Later, Trump used bizarre, cartoonish imagery to target other perceived enemies of the administration: his critics. In October, as a new round of No Kings protests kicked off, Trump shared an AI generated video of himself piloting a jet while dumping tons of what appears to be poop on people challenging his administration. Another video, which Trump shared to Truth Social that same month, depicts him wearing a crown and grasping a sword while Democratic lawmakers bow before him. The chorus of Avenged Sevenfold’s “Hail to the King” plays in the background. 

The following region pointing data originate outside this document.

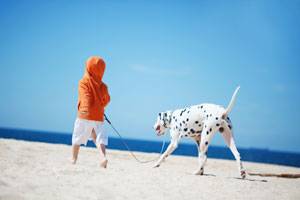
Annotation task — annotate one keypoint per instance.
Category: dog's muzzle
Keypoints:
(157, 129)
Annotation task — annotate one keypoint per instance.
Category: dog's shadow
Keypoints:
(237, 178)
(249, 179)
(213, 175)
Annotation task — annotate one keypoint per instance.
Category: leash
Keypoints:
(127, 147)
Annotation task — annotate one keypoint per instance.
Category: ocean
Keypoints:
(247, 154)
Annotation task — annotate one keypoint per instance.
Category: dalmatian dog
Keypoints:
(199, 122)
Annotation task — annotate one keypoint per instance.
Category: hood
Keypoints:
(95, 67)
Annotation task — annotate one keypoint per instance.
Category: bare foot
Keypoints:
(73, 161)
(103, 163)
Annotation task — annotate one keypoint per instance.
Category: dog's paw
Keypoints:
(243, 174)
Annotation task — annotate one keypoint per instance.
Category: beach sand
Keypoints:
(33, 170)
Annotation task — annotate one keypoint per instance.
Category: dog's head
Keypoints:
(163, 122)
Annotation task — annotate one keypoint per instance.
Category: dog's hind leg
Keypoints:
(228, 136)
(206, 136)
(172, 146)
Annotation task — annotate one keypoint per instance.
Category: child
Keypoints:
(93, 98)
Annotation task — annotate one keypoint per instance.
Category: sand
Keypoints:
(32, 170)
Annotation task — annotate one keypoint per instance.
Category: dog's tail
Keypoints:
(230, 106)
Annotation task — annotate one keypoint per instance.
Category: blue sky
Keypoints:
(160, 55)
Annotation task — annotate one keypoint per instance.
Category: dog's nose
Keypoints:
(157, 128)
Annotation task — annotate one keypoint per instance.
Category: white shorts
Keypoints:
(83, 130)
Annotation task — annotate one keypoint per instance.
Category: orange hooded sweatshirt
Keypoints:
(93, 93)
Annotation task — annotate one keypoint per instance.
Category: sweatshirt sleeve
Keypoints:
(105, 95)
(84, 97)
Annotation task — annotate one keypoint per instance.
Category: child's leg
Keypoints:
(102, 150)
(75, 151)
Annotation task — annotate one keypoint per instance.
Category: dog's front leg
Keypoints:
(172, 146)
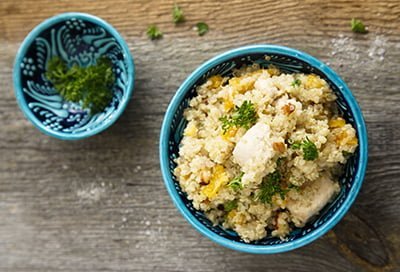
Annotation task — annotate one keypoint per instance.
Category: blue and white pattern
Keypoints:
(288, 65)
(78, 41)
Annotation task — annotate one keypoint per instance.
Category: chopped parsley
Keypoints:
(153, 32)
(230, 205)
(91, 86)
(236, 183)
(296, 83)
(202, 28)
(177, 14)
(310, 151)
(358, 26)
(271, 186)
(244, 116)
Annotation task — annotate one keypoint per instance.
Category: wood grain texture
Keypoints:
(100, 204)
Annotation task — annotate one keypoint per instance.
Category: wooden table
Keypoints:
(100, 204)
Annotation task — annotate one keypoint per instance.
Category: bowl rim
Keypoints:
(38, 29)
(358, 176)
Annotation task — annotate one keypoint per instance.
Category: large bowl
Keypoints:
(288, 60)
(80, 39)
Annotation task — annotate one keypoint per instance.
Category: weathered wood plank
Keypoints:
(100, 204)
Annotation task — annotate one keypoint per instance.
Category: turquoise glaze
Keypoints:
(80, 39)
(289, 60)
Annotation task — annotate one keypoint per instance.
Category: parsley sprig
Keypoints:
(244, 116)
(92, 85)
(310, 150)
(202, 28)
(358, 26)
(153, 32)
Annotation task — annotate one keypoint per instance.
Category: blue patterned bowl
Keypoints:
(77, 38)
(288, 60)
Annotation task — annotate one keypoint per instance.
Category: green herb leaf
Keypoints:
(346, 154)
(279, 161)
(177, 14)
(358, 26)
(92, 85)
(269, 187)
(295, 145)
(296, 83)
(310, 150)
(153, 32)
(236, 183)
(244, 116)
(202, 28)
(230, 205)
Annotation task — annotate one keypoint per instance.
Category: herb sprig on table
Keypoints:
(89, 85)
(243, 116)
(154, 32)
(202, 28)
(358, 26)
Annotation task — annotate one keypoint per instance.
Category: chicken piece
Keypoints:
(310, 201)
(254, 148)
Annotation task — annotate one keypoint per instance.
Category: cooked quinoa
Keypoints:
(262, 150)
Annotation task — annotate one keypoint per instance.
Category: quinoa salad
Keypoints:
(263, 150)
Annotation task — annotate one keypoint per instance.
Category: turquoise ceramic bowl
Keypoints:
(288, 60)
(77, 38)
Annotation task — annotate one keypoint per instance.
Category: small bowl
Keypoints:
(288, 60)
(78, 38)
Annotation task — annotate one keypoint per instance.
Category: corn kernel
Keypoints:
(241, 85)
(353, 141)
(218, 179)
(341, 137)
(314, 81)
(228, 105)
(231, 214)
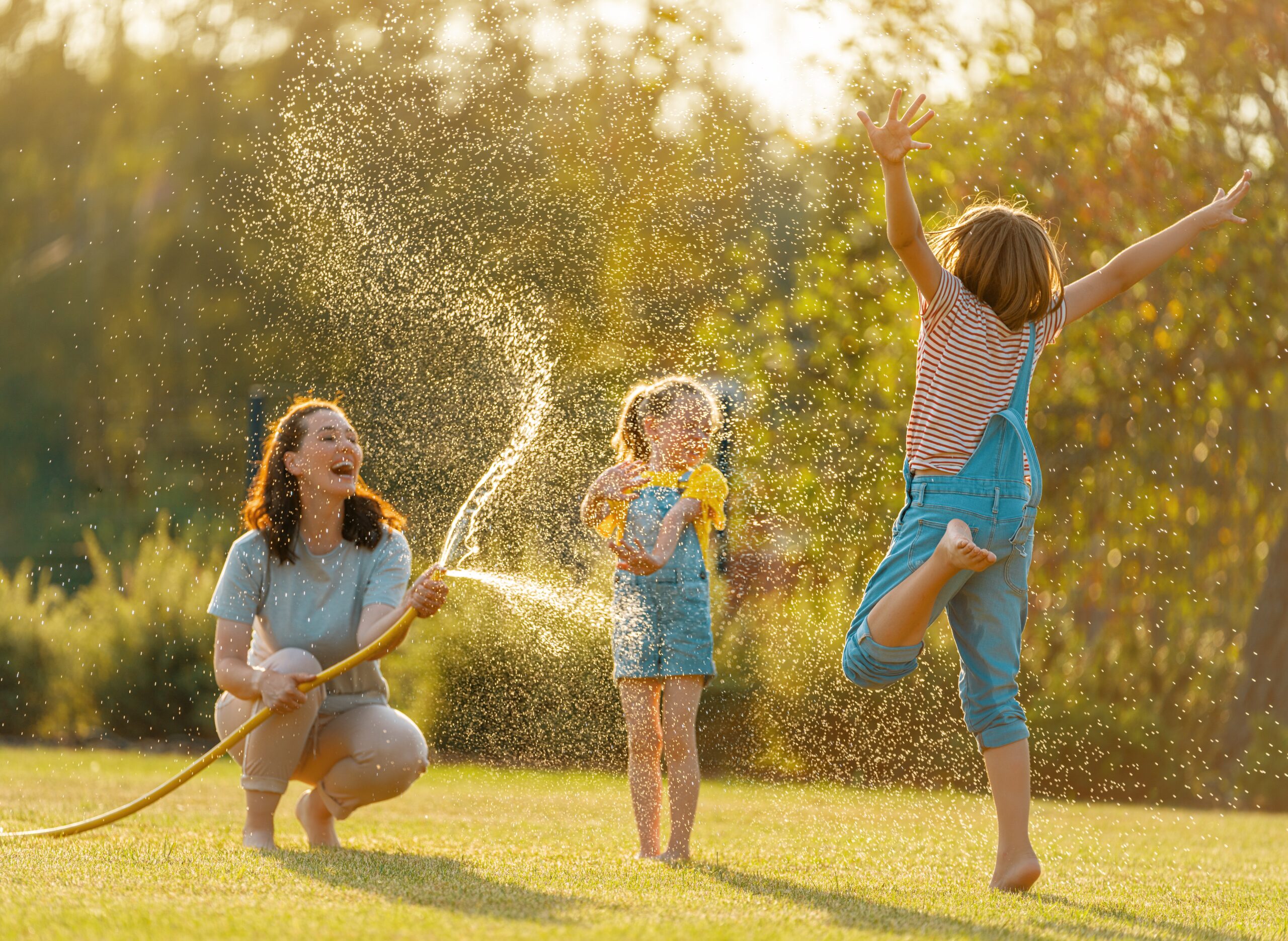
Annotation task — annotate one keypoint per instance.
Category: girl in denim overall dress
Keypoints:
(657, 507)
(992, 298)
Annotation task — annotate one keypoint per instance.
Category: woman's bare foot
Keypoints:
(259, 839)
(1017, 872)
(317, 822)
(960, 551)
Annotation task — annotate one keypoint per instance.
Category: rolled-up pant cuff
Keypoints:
(270, 786)
(997, 736)
(871, 664)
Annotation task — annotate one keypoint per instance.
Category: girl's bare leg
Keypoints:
(680, 740)
(258, 832)
(902, 616)
(1018, 866)
(640, 699)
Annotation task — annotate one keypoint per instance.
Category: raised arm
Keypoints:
(1135, 263)
(892, 142)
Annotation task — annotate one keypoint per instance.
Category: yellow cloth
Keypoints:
(705, 484)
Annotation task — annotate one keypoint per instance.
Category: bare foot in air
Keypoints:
(960, 551)
(1015, 872)
(317, 822)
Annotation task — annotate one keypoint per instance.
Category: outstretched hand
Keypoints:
(893, 139)
(1223, 205)
(428, 592)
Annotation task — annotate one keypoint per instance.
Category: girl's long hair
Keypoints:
(656, 400)
(1005, 257)
(274, 503)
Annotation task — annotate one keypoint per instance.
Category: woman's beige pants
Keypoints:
(352, 758)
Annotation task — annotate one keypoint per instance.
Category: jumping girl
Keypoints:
(659, 495)
(992, 297)
(320, 573)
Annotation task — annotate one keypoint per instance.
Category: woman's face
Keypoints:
(329, 457)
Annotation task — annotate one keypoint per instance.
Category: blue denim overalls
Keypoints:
(663, 621)
(986, 610)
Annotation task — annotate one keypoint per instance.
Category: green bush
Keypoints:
(151, 669)
(28, 660)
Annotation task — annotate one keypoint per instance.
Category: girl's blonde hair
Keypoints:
(657, 400)
(1005, 257)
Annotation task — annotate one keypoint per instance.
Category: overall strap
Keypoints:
(1015, 410)
(1020, 394)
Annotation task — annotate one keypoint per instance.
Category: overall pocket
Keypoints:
(1015, 570)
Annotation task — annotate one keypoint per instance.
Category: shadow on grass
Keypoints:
(437, 882)
(1157, 927)
(852, 909)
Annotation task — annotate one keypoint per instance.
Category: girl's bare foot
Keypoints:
(259, 839)
(317, 822)
(960, 551)
(1017, 872)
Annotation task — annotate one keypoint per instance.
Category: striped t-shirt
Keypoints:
(968, 363)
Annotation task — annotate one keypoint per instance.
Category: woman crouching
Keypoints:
(321, 572)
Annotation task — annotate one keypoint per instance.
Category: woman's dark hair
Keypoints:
(274, 503)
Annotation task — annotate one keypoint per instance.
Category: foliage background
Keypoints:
(141, 308)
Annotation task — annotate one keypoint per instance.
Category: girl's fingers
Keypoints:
(916, 125)
(912, 109)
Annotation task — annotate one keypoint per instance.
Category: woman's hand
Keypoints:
(280, 691)
(893, 139)
(1223, 205)
(633, 557)
(620, 481)
(428, 592)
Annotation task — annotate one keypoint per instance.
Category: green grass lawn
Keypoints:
(479, 852)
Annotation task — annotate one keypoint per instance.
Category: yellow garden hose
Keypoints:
(376, 649)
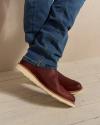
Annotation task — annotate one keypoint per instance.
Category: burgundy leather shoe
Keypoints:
(46, 79)
(69, 84)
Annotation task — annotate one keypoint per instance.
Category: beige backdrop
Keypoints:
(83, 41)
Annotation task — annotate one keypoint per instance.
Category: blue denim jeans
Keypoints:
(46, 26)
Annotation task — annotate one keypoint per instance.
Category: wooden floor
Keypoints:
(22, 103)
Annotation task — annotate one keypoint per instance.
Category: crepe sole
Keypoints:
(35, 80)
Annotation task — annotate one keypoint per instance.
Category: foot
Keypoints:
(69, 84)
(47, 79)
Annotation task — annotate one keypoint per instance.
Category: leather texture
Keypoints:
(49, 78)
(68, 83)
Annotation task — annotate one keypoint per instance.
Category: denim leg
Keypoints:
(35, 14)
(49, 43)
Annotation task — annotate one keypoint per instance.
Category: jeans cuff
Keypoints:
(38, 60)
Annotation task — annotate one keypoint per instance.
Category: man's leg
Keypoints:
(35, 14)
(49, 43)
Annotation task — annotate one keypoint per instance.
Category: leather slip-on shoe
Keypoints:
(69, 84)
(46, 79)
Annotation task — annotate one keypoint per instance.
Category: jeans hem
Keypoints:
(38, 64)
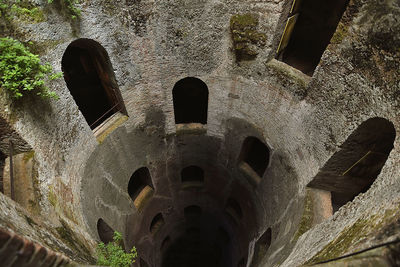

To limit “slop” to simply AI generated content would be shortsighted, though. There’s also the odd grab bag of racist memes and misused copyrighted work that the administration and its acolytes have seized upon to communicate the president’s draconian agenda. Take the Department of Homeland Security, whose communications team managed to rack up a handful of DMCA complaints while producing videos featuring memes popular with the 2016 alt-right. What better word than “slop” to describe a now-removed video featuring the Pokemon theme song and Moon Man, a figure first popularized in McDonald’s ads in the 1980s that 4chan and white nationalists later co-opted? Or… whatever you want to call this Christmas video? 

Source: Department of Homeland Security X account.

There’s a cost to this slop. (And it isn’t just that your electrical bill spikes because of it.) The memeification of politics, particularly a politics of cruelty and resentment, makes us more desensitized, more likely to see the world through a cartoonish friend-versus-enemy lens. For the administration, this attitude is useful. It’s easier to garner support for a program of mass deportations when the people in propaganda videos facing deportation are — in the case of some recent videos from ICE’s X account — literally computer-generated cartoons

I don’t hold out hope that next year will be any better. The rich are getting richer. The poor are getting poorer. And when it comes to slop, the statistics are horrifying. For instance, did you know that many of the managers who decide whether we can or can’t pay our bills are using AI to make those judgment calls? 

But, hey, at least the year is over.